Whether or not the state will see this improvement as a product of the model or the extra money spent in the past three years has yet to be determined. But Sovino said that she would continue to use the principles of the model in the school even though she cannot spend money to buy teaching materials from the company.
“Continuity is important,” Sovino said. “I think we reached a point where we could go forward.”
Structural change
Similarly, Pat Bryant, the principal of P.S. 39, said she would continue to use the Comer model she chose three years ago. This model, Bryant said, focuses on the organization of the faculty more than it does on teaching methods.
When Bryant first entered P.S. 39 in 1998, the school was in chaos, she said. Aside from the high number of in-school suspensions based on violent acts, a handful of teachers were consistently absent.
“Comer was some very basic child development,” Bryant said. “It wasn’t hard to adopt.”
The model divided the teachers into different committees where various problems were discussed and resolved. Instead of blaming each other for the school’s problems, faculty began working side by side to settle the issues in regular meetings. The six committees meet once every week to discuss items like public relations, assessment tests, curriculum and instruction, or the school climate.
“The model helps build staff relationships,” Bryant said.
Bryant said that P.S. 39 was known for having the absolute lowest scores on the assessment tests three years ago. “Now, we’re not the worst,” Bryant said.
Although the school has a long way to go, she said that the initial stepping stones have been laid out for further improvement. However, those stepping stones were not created simply by using the Comer framework, she said. Its escalating budget over the past three years has provided sorely needed staff, computers, learning materials, and field trips. For one, the school gained another guidance counselor who is a licensed clinical therapist. Bryant said that something as simple as this makes a huge impact on a student population that often has troubled lives at home.
As Sovino noted, the cuts force Bryant to do away with things that do not have to do with the whole school reform model but have contributed to the progress gained.
The trouble with models
Other educators have resented the state-imposed whole school reform models, viewing them as an unnecessary method of streamlining change.
Tom Cappadonna, a teacher at P.S. 1, said the politics that went along with choosing a whole school reform model were not worth the product.
“It’s forced reform,” Cappadona said. “Right from the get-go, no one wants to really join in.” He said that the picking the model alone tended to cause a professional divide between teachers.
Furthermore, Cappadonna does not see how models developed by non-educators from a distance can effectively change a school it has never stepped in. “It does very little for primary grades,” Cappadona said. “I don’t think this has helped educationally in any way. When people from the outside tell you that you must do it this way, it just doesn’t work. These are models that have no clue.”

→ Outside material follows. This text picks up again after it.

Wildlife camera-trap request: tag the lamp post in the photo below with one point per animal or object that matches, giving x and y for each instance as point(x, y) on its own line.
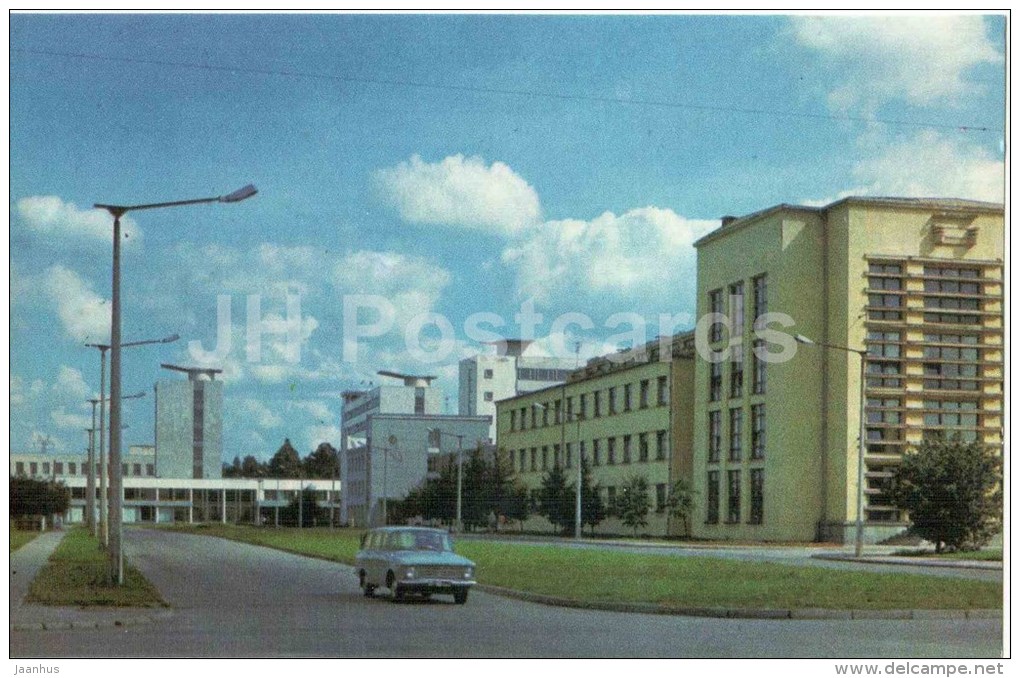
point(116, 480)
point(103, 493)
point(863, 355)
point(460, 472)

Diverting school funds to private companies has upset other educators, particularly those in the New Jersey Education Association, the teacher’s union. “We have schools that pay $150,000 a year to buy their products and to have someone come in when we can do so much more with our own workshops,” said Tom Favia, the president of the Jersey City chapter of the NJEA. “What we’re finding is that the people we get in who represent these companies have very little teaching background and do not have any extensive experience teaching.”